In view of the unique and special conditions affecting Great Salt Lake, we agree with the trial court that the recession of the waters from the land in question has not been natural, gradual and imperceptible,[5] and that the doctrine of reliction should not be applied.

We are in accord with the decision of the district court that Great Salt Lake is a navigable body of water, and that the ownership of the bed of the lake became vested in the State of Utah at the time of its admission to the Union, and that the State is entitled to have its title quieted as to the lands which are the subject matter of this suit.

The judgment of the court below is affirmed. No costs awarded.

CALLISTER, C.J., and ELLETT, HENRIOD and CROCKETT, JJ., concur.

NOTES

[1] State Engineer v. Cowles Bros. Inc. (Nev.), 478 P.2d 159.

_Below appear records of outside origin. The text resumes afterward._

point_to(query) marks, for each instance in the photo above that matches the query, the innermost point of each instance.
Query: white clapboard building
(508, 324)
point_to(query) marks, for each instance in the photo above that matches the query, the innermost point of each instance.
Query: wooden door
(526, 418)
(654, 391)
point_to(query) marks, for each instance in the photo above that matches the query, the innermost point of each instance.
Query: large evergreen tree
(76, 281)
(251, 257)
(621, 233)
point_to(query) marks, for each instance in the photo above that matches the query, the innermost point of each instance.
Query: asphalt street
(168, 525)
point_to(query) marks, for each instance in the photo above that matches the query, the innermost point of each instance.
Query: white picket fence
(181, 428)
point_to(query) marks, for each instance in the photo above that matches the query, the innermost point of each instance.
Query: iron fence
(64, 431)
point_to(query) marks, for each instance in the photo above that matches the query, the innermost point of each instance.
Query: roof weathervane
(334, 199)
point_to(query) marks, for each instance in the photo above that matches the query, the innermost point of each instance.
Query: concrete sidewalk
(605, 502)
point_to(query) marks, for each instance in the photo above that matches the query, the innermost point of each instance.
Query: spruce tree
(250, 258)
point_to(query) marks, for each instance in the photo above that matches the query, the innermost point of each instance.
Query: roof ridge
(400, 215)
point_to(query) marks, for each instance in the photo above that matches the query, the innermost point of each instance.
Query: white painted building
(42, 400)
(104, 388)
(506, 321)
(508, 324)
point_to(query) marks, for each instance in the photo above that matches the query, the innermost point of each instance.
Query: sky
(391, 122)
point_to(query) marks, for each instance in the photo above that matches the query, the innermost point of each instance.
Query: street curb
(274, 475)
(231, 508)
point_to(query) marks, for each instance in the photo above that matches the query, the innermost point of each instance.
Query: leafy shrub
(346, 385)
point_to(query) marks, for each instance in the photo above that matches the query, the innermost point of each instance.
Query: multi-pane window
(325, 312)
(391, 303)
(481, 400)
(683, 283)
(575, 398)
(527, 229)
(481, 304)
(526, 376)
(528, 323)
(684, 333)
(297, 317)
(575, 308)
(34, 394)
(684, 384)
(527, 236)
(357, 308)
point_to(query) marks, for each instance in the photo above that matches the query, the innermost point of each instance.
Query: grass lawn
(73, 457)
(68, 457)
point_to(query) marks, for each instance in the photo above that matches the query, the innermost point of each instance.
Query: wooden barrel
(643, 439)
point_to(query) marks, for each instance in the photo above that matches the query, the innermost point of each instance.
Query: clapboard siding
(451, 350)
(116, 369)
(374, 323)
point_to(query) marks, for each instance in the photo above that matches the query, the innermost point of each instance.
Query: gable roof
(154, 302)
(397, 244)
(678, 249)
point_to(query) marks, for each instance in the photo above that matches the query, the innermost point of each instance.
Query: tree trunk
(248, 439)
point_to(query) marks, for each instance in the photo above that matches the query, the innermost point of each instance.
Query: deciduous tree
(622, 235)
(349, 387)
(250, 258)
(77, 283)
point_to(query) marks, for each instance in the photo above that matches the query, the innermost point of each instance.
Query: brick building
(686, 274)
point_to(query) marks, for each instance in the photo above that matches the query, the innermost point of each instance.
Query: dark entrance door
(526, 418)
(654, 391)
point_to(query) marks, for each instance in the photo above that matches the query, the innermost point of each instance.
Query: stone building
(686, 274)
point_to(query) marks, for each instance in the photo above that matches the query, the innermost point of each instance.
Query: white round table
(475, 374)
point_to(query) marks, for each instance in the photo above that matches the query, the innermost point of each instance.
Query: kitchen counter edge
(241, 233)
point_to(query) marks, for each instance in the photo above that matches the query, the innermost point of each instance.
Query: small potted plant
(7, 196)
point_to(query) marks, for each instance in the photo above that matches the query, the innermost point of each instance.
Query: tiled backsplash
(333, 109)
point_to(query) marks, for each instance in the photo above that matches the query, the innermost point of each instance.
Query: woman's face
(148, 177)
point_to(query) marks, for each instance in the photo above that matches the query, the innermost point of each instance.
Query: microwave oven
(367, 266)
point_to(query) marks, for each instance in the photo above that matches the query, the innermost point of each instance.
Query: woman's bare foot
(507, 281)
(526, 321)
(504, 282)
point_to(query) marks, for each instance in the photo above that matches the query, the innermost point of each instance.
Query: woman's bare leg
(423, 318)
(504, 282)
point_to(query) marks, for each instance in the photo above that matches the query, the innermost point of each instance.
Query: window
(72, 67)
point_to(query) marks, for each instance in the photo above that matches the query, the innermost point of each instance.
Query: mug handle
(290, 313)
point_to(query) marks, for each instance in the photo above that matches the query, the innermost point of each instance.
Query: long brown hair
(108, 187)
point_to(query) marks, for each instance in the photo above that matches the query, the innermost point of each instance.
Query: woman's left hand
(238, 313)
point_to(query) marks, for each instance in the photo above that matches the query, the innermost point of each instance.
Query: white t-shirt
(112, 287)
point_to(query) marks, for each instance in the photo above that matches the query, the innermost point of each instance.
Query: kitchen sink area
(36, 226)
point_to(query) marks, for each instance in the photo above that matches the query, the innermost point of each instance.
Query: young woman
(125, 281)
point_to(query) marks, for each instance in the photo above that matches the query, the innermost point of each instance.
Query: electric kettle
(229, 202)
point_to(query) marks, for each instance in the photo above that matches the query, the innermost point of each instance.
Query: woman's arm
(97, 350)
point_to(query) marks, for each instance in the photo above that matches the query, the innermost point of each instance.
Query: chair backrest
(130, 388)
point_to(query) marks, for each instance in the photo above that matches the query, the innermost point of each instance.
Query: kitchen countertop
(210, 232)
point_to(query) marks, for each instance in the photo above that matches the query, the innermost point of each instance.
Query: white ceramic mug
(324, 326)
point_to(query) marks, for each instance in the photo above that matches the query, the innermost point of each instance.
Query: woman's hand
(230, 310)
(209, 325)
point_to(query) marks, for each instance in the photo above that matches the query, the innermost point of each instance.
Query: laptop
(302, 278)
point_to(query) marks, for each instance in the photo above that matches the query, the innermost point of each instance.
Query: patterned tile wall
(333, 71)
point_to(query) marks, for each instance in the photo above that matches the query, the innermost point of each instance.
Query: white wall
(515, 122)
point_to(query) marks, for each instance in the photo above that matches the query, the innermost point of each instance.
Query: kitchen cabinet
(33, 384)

[2] United States v. Utah, 283 U.S. 64, 76, 51 S. Ct. 438, 75 L. Ed. 844; Shively v. Bowlby, 152 U.S. 1, 14 S. Ct. 548, 38 L. Ed. 331; United States v. Holt State Bank, 270 U.S. 49, 46 S. Ct. 197, 70 L. Ed. 465; The Daniel Ball, 77 U.S. (10 Wall) 557, 19 L. Ed. 999; State Engineer v. Cowles Bros. Inc., supra.

[3] Utah v. United States, 403 U.S. 9, 91 S. Ct. 1775, 29 L. Ed. 2d 279 (1971).

[4] McGilvra v. Ross, 215 U.S. 70, 30 S. Ct. 27, 54 L. Ed. 95; County of St. Clair v. Lovingston, 23 Wall (90 U.S.) 46, 23 L. Ed. 59.

[5] Martin v. Busch, 93 Fla. 535, 112 So. 274; Hillebrand v. Knapp, 65 S.D. 414, 274 N.W. 821, 5A Thompson on Real Property, Sec. 2563 (1957 Replacement).